Del aeropuerto, Cary, Antúnez y De Fana fueron conducidos en furgoneta blindada, como parte de la comitiva presidencial, al siguiente punto de la agenda: el Teatro Artime. De todos los locales que hay en Miami, elegir uno con ese nombre supone toda una declaración de intenciones, pues Manuel Artime fue el muy carismático jefe político de la Brigada 2506, la fuerza expedicionaria que en 1961 planeó invadir Cuba, y a la que abandonó a su suerte, a su mala suerte, un JFK aquejado de repentino ataque de colitis en el último momento.
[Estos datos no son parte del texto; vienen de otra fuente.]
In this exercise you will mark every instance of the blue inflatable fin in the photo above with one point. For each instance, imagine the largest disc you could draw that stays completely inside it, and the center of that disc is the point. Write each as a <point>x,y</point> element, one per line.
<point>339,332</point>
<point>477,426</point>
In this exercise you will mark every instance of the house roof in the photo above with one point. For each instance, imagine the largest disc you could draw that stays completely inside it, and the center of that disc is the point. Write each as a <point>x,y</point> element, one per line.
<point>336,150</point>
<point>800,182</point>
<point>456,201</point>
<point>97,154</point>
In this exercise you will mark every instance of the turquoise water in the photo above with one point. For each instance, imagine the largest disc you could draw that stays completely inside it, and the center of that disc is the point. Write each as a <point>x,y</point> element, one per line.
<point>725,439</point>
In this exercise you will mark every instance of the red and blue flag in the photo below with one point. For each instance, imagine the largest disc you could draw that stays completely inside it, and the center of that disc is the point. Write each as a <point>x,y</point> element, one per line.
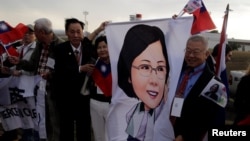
<point>102,77</point>
<point>202,20</point>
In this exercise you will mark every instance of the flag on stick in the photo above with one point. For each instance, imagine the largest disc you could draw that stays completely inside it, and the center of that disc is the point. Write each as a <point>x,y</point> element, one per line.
<point>192,6</point>
<point>102,77</point>
<point>10,35</point>
<point>202,20</point>
<point>220,61</point>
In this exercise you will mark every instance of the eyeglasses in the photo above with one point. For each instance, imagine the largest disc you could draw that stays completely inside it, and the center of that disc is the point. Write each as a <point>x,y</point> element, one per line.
<point>146,70</point>
<point>194,52</point>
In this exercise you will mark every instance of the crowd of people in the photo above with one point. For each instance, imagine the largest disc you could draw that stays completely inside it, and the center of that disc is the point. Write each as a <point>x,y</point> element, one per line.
<point>75,104</point>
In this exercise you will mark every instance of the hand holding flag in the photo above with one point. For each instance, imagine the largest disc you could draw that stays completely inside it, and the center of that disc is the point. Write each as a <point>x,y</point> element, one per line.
<point>102,77</point>
<point>202,20</point>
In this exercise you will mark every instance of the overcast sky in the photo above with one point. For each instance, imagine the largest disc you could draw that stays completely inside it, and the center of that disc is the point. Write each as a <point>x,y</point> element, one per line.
<point>27,11</point>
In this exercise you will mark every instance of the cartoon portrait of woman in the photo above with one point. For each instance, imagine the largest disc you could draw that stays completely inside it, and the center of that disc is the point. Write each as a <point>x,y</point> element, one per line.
<point>143,71</point>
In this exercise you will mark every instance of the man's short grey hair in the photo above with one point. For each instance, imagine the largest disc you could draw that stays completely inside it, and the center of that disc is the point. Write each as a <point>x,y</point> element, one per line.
<point>44,24</point>
<point>199,38</point>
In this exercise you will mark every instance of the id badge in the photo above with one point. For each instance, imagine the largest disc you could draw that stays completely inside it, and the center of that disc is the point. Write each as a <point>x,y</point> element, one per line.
<point>177,106</point>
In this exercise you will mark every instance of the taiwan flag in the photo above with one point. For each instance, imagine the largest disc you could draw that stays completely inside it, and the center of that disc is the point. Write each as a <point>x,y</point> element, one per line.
<point>102,77</point>
<point>202,20</point>
<point>10,35</point>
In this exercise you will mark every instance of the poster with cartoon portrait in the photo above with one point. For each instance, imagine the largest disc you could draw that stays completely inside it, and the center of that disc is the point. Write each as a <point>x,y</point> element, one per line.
<point>146,59</point>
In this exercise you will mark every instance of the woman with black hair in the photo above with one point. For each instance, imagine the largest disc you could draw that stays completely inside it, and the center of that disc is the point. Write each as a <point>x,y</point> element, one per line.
<point>143,70</point>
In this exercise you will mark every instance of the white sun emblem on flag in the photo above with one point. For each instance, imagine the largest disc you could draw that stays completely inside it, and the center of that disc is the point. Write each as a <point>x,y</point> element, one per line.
<point>3,27</point>
<point>103,68</point>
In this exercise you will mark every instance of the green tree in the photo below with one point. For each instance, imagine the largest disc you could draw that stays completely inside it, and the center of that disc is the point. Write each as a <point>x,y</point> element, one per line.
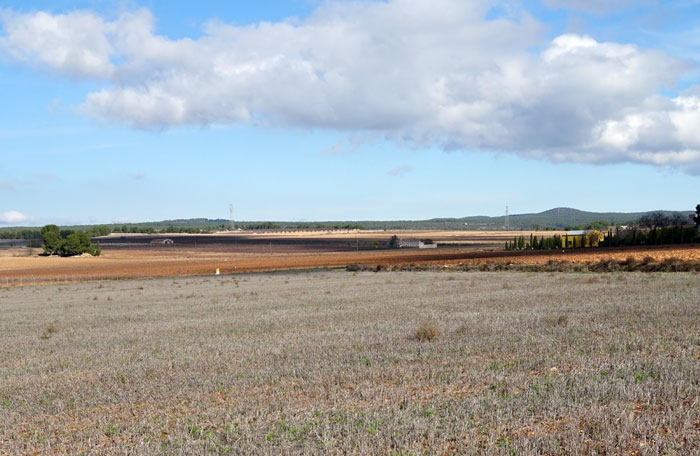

Ya en el recinto, De Fana y Cary fueron conducidos por los servicios de protocolo al escenario, donde ocuparon dos de los nueve asientos allí reservados, yendo a sentarse en los otros siete dos miembros del gabinete de Trump, el secretario de Trabajo Alexander Acosta, el gobernador Scott, el vicepresidente Pence, el senador Marco Rubio y el congresista Mario Díaz-Balart, arquitectos los dos últimos de la nueva política exterior de Estados Unidos con Cuba, infinitamente más firme que la de Obama, y que es lo que el presidente había ido a firmar allí. La consigna protocolaria fue que, tan pronto Trump sacase su pluma del bolsillo de la chaqueta, los nueve del escenario, Angelito de Fana entre ellos, se levantaran de sus asientos y lo rodeasen. Trump firmó. El fotógrafo disparó. Y el resto ya es historia. Historia de la buena.